Hukum Meminta-Minta di Jalan Raya
Dalam keseharian, kita sering menjumpai orang-orang yang meminta sumbangan dengan mengatasnamakan masjid di jalan Raya , bagaimana sih hukumnya?
A. Permasalahan
Kasus Hukum Meminta sumbangan di Jalan Raya.
Islam telah mengatur bagaimana seorang muslim dapat menolong orang lain dengan hartanya, misalnya melalui zakat, infak, sedekah, wakaf, dan hibah. Walaupun istilahnya berbeda, akan tetapi tujuan semuanya adalah untuk membantu orang lain yang sedang memerlukan bantuan, khususnya sesama muslim. Dalam hal pembangunan atau perbaikan tempat ibadah misalnya,umat Islam tidak asing lagi dengan istilah wakaf atau perwakafan.
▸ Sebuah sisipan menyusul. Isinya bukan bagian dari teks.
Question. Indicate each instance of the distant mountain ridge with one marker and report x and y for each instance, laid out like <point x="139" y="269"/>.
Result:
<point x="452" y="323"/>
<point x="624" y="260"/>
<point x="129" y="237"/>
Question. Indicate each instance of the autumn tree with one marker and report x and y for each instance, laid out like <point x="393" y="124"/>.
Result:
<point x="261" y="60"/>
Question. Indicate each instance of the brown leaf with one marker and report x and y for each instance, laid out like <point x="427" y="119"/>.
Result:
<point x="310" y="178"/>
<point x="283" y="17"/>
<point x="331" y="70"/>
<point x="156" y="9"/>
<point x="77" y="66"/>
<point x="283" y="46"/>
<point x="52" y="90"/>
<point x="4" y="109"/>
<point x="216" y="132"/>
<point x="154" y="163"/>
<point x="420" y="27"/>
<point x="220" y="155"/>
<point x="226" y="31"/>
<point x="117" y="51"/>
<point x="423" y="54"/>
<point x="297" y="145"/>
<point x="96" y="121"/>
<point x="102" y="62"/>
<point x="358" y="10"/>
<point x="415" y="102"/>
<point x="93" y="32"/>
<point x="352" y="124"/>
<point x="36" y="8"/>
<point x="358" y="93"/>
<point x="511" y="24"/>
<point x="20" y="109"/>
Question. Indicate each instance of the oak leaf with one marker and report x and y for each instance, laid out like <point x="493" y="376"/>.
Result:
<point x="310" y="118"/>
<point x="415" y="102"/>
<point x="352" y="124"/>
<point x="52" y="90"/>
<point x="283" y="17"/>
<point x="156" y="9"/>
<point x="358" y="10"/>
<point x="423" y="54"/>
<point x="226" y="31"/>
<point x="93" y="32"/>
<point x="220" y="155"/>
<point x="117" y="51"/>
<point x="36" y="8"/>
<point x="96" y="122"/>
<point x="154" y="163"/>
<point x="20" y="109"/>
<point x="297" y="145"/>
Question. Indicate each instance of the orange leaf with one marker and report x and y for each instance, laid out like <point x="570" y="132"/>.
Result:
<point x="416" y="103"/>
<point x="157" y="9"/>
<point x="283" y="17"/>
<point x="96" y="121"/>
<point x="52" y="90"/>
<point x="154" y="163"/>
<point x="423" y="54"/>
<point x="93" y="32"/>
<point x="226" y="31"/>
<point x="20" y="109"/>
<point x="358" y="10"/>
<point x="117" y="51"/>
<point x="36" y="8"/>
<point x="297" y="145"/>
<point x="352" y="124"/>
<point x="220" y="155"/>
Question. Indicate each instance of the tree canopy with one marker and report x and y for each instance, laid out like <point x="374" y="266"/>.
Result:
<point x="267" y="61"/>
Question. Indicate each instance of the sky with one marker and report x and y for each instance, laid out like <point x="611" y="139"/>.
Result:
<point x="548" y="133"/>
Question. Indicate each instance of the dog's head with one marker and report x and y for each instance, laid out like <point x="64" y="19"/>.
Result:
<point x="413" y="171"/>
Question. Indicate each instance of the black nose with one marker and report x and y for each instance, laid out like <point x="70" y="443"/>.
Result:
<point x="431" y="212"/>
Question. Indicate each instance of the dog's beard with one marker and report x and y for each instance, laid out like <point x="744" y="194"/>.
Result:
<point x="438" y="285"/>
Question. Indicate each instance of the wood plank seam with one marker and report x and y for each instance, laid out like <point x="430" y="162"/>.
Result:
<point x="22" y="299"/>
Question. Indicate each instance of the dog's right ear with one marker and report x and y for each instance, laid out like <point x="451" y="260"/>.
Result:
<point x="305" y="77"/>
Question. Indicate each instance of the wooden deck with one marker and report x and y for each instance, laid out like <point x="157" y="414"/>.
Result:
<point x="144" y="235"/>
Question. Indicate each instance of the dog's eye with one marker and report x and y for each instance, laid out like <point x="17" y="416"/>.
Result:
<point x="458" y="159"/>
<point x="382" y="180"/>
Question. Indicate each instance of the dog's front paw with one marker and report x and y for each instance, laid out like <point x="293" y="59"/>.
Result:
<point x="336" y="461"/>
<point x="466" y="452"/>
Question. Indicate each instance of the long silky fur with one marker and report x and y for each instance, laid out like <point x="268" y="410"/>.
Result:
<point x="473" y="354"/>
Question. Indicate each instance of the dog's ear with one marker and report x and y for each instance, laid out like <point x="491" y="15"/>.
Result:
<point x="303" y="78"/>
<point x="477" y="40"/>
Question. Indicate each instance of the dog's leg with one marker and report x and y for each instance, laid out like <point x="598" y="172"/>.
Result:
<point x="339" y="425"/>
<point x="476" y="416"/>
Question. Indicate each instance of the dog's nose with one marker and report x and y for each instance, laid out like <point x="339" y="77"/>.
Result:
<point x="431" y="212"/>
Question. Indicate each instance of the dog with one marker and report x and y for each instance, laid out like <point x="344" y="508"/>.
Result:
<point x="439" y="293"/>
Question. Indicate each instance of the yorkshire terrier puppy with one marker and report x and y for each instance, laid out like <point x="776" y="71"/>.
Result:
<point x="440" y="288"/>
Praktik wakaf yang ada di masyarakat sekarang ini, sebagiannya terlihat berbeda dengan praktik di awal-awal Islam orang yang ingin berwakaf menyerahkan sendiri hartanya untuk kepentingan Islam dengan cara-cara tertentu yang telah diatur oleh Islam. Sedangkan pada saat ini, segelintir umat Islam guna pembangunan atau perbaikan sarana tempat ibadah, melakukan praktik meminta wakaf di jalan raya. Padahal jalan raya semestinya bukanlah tempat meminta wakaf, melainkan tempat arus berlalu lintas yang digunakan oleh setiap orang untuk kenyamanan beraktivitas sehari-hari.Maka, tampak adanya pertentangan antara praktik meminta wakaf di jalan raya dengan kenyamanan berlalu lintas di jalan raya. Dalam hal ini setidaknya masyarakat terbagi kepada dua kelompok, yaitu kelompok yang menyukai (membolehkan) dengan alasan dengan meminta wakaf di jalan raya akan mempercepat proses pembangunan masjid,karena besarnya biaya yang dibutuhkan, serta kelompok yang tidak menyukai (melarang) praktik meminta wakaf di jalan raya.dengan alasan dapat membahayakan keselamatan serta menggangu kenyamanan pengendara berlalu lintas.
B.PENYELESAIAN
Dalam menyelesaikan permasalahan di atas, Alquran dan hadis secara spesifik tidak menyinggung masalah ini, sebab praktik ini lahir karena perubahan dan perkembangan zaman saat ini. Namun demikian, permasalahan ini dapat juga diselesaikan dengan menggunakan kaidah fikih.Menurut A. Rahmani, pada mulanya perbaikan maupun pembangunan rumah ibadah yang dilakukan oleh masyarakat, dananya bersumber dari dan masyarakat setempat sendiri. Akan tetapi, karena dana yang diperlukan untuk itu sangat besar sedangkan kemampuan masyarakat setempat tidak memungkinkan maka timbullah inisiatif dari pihak panitia perbaikan atau pembangunan rumah ibadah tersebut dan didukung oleh masyarakat setempat untuk meminta wakaf di jalan raya.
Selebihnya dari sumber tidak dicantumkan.